The results of the current study imply that policy steps to increase individuals’ perceived confidence in understanding the information on nutrition labels may in turn increase their use of these labels. Moreover, messages to motivate the use of food labels should emphasize the benefits of using labels to select food products. In addition, these messages should aim at increasing individuals’ perceived confidence in understanding the information on nutrition labels and in turn at increasing their use of these labels.

A meta-analysis [27] that analyzed the findings of studies examining the effectiveness of different food labeling programs concluded that food labeling can have a significant impact on helping consumers make healthier food choices. Yet these studies also show that the ability to read and understand the printed information on food labels still constitutes a barrier in that it requires high levels of literacy and mathematical skills [28]. Therefore, food labeling systems must be easy to understand for all consumers [28]. Studies have found that consumers are able to more easily interpret and understand labeling methods that provide abbreviated information as compared to those that give detailed nutritional facts.

In fact, an important policy step that may be useful in achieving this goal is implementation of Israel’s recent front-of-package labeling reform. Front-of-package labeling uses two colors: red to signify a mandatory warning and green (voluntary) to signify food that complies with national nutrition recommendations [19, 29]. The new red/green labels are much easier for consumers to notice and read, hence potentially increasing consumers’ perceived confidence in understanding the information on nutrition labels and in turn encouraging them to purchase healthier products. This reform may help consumers make informed decisions at the point of purchase. Future studies can examine the impact of the new reform on food consumption and on public health in Israel.

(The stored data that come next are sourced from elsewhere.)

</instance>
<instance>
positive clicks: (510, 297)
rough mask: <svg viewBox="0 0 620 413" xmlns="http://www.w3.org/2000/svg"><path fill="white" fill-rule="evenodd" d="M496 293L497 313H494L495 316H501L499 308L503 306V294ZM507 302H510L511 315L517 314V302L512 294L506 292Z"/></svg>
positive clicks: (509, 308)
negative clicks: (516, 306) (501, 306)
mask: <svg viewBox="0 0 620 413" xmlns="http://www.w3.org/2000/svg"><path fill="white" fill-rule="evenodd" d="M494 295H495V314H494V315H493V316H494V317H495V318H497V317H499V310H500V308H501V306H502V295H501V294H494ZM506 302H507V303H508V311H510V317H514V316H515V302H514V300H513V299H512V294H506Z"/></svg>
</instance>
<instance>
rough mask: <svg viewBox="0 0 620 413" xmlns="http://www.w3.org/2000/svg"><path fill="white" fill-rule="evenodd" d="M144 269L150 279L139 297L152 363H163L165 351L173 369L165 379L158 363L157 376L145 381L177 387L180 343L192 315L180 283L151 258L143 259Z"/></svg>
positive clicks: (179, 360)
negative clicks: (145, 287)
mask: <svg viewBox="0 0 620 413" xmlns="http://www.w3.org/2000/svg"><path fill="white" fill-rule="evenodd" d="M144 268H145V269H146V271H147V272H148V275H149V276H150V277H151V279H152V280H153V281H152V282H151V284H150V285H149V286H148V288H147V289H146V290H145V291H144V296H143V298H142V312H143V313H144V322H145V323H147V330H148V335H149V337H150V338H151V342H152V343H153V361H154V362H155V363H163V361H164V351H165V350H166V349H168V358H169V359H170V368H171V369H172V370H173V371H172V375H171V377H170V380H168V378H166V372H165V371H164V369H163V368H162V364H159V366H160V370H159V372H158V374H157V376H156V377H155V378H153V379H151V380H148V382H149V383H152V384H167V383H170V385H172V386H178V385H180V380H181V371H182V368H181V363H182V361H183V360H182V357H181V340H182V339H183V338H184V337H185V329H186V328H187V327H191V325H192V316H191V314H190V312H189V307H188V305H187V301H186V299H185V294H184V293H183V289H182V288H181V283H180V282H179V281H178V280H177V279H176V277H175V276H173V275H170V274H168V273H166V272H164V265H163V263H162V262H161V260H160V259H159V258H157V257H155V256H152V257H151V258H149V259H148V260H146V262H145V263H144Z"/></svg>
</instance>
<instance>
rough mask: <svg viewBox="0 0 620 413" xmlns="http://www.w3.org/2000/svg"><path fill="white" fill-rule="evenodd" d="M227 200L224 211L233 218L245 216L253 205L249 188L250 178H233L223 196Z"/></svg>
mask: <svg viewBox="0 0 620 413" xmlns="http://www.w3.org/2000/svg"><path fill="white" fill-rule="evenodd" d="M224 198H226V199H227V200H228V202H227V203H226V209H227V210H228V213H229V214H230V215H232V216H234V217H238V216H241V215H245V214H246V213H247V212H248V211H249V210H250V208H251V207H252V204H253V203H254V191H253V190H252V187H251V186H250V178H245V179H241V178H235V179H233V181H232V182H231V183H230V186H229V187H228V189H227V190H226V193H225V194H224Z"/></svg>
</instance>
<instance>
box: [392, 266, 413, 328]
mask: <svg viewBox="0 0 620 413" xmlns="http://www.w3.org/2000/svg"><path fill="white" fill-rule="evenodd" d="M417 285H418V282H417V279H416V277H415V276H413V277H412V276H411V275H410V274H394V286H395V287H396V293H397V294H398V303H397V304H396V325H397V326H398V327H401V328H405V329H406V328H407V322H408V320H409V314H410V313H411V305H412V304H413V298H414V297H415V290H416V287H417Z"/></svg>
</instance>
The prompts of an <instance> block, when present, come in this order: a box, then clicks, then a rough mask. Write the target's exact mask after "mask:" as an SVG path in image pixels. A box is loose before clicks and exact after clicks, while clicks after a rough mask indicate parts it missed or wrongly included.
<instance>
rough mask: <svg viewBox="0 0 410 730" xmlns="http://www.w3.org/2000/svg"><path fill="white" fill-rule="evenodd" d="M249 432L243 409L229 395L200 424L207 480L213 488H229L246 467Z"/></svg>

The current study has some limitations. One is that the sample may have a selection bias since a telephone survey does not provide demographic data for those who did not answer the survey. The implication of this limitation concerns the representativeness of the sample, since non-respondents may have different characteristics than respondents. Yet, the response rate of 50.1% is relatively high compared to the 30% response rate typical of telephone surveys of this type [30]. In addition, the socio-demographic characteristics of the study sample are quite similar to those of the target Israeli adult population (Table A2 in the Additional file 1), indicating good representativeness of the sample. Another limitation of the study is that the survey included recall questions regarding individuals’ nutrition behavior. Recalled answers can be imprecise and affected by the social desirability bias. Future research is needed to follow up and examine the use of nutrition information on food labels after an intervention policy.

Conclusions

The results of the current study indicate that health beliefs and behavioral factors are associated with the decision to use food label information frequently. In addition, socio-demographic factors and nutrition habits correlate with frequency of using information on food product labels. These findings may help policymakers design strategies for motivating individuals to use food nutrition labels and in turn to change their nutrition habits.